The 3LM benchmark is not just for academics. It means better products for platforms that need good AI that works in many languages.

Examples include:

🤖 Bot-Engine Assistants that explain STEM ideas in Arabic to students via chat or voice.
🔧 Coding support bots, run by Arabic prompts, helping beginners learn to debug or compile in Python.
📚 Educational LMS platforms using AI to make quizzes or summaries automatically in Modern Standard Arabic and local dialects.

Clear and steady benchmarks give engineers the test numbers they need to adjust their bots for real users. The Arabic ML community did not have this before.

Chances for STEM Teachers and Arabic Content Creators

Arabic LLMs with stronger field-specific thinking can speed up making content and helping learners. Among the top uses:

✍️ Teachers use AI to make practice STEM questions automatically, matching local school programs.
📓 AI tutors put into two-language learning apps. This is very helpful in online learning between countries.
🎥 Tools for making video content. These use natural-sounding Arabic voiceovers and science summaries made by AI.

Arabic LLMs trained and measured by benchmarks like 3LM could become key co-creators. They could be used widely across thousands of classrooms or teaching websites.

Problems Still Facing Arabic Technical Models

Arabic LLMs are making progress. But they still have several ongoing problems:

Not enough dialects represented: Most models stick to Modern Standard Arabic. This puts learners using Levantine, Gulf, or Egyptian Arabic at a disadvantage.
Lack of data: Not enough open-source datasets in Arabic tech areas stops code-making training.
Slow thinking process: Longer word parts in Arabic mean tasks need more computing. This makes performance worse.
Cultural differences in source content: Imported datasets may miss terms that matter to the region and school-level grammar.

To fix these problems, many people will need to help. Especially researchers in Arabic-speaking universities.

Call for Open Collaboration

3LM is not a private project. Instead, it asks for help from the Arabic-speaking and AI development world:

💡 Send in new multiple-choice questions in Arabic STEM areas.
🔄 Help check or make better translated coding prompts.
📢 Work together on new testing systems, especially for newer LLM systems like Llama 3 or Mistral.

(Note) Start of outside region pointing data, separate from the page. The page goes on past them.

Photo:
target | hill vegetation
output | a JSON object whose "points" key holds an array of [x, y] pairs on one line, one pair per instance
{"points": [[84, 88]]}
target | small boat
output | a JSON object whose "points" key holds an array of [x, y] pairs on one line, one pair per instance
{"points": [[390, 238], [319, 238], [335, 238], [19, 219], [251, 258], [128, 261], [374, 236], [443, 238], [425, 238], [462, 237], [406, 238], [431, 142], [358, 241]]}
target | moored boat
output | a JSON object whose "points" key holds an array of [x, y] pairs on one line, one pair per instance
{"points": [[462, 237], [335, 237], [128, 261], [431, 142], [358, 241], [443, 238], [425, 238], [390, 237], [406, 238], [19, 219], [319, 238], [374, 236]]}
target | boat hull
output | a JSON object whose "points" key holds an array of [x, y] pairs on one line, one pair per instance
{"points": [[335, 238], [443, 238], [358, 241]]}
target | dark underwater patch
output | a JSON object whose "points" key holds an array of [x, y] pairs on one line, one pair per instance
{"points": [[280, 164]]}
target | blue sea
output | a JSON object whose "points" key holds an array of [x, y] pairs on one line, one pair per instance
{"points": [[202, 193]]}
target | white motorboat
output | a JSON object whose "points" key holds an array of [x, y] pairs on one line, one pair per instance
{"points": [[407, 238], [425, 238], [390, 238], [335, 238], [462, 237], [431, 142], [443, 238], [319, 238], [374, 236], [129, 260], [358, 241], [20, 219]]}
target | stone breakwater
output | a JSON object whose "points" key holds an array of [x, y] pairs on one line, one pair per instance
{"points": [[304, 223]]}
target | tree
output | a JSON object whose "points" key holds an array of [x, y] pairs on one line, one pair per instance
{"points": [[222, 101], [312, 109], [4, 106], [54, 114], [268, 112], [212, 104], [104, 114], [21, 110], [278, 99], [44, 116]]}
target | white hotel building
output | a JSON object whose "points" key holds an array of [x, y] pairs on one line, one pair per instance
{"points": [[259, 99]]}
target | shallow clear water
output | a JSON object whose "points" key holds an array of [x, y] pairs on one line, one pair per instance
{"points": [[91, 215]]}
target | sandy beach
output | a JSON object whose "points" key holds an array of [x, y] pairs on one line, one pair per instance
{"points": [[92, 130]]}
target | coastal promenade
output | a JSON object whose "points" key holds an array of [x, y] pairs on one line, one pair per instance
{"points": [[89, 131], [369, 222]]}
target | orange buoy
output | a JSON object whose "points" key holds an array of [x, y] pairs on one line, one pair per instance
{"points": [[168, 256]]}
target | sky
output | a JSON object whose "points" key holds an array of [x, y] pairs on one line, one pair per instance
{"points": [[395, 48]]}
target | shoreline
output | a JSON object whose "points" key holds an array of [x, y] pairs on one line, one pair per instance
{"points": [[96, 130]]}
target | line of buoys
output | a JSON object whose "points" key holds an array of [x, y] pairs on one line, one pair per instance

This could create another set of Arabic NLP benchmarks, like MMLU or BIG-Bench. But these would focus on skills that matter to the region.

What Comes Next: From Benchmark to Big Advances

Besides testing, what comes next for Arabic LLMs in STEM means:

🧠 Retrieval-Augmented Generation (RAG) models that get real science papers to make Arabic answers better.
🧪 Ways to strengthen school programs. These use few-shot prompting with Arabic examples.
🧬 Open work hubs like Hugging Face Spaces. But these would only focus on Arabic and two-language technical content.

Picture an Arabic engineer asking a local chatbot to explain a machine learning equation. They get the same good help as an English-speaking engineer. That is the goal.

Ready to Try 3LM?

You can check out and use the 3LM benchmark through its open-source home at Hugging Face. Researchers and developers can:

🔍 Get test data from GitHub or Hugging Face Datasets.
🚀 Use their own LLMs to test against 3LM leaderboards.
🛠️ Change prompts or scoring systems for their own tests.
🧠 Help grow the dataset or add support for dialects.

We are moving towards AI that works in many languages. Tools like 3LM do not just show differences. They help us fix them.

Last Points: Are Arabic LLMs Really Ready?

Arabic LLMs are getting better. But the path ahead is still hard. The 3LM benchmark brings needed clarity, repeat tests, and ways to compare for technical LLM tasks in Arabic. It fills a problem that was open for too long. From STEM homework help to automatic tutoring, the gap between what is done now and what can be done is getting smaller.

If you make bots, automate things, or handle Arabic STEM content, use 3LM now. Do not just measure, but grow.

Citations

Technology Innovation Institute. (2024). 3LM: A Benchmark for Arabic LLMs in STEM and Code. Retrieved from Hugging Face Blog.

Falcon 40B-Instruct: 22.26% accuracy on STEM multiple-choice.
Falcon models: 14.23% on HumanEval-Ar for Arabic code generation.
XGLM-7.5B: 15.33% on STEM multiple-choice. Multilingual models do not do as well compared to Arabic-trained ones.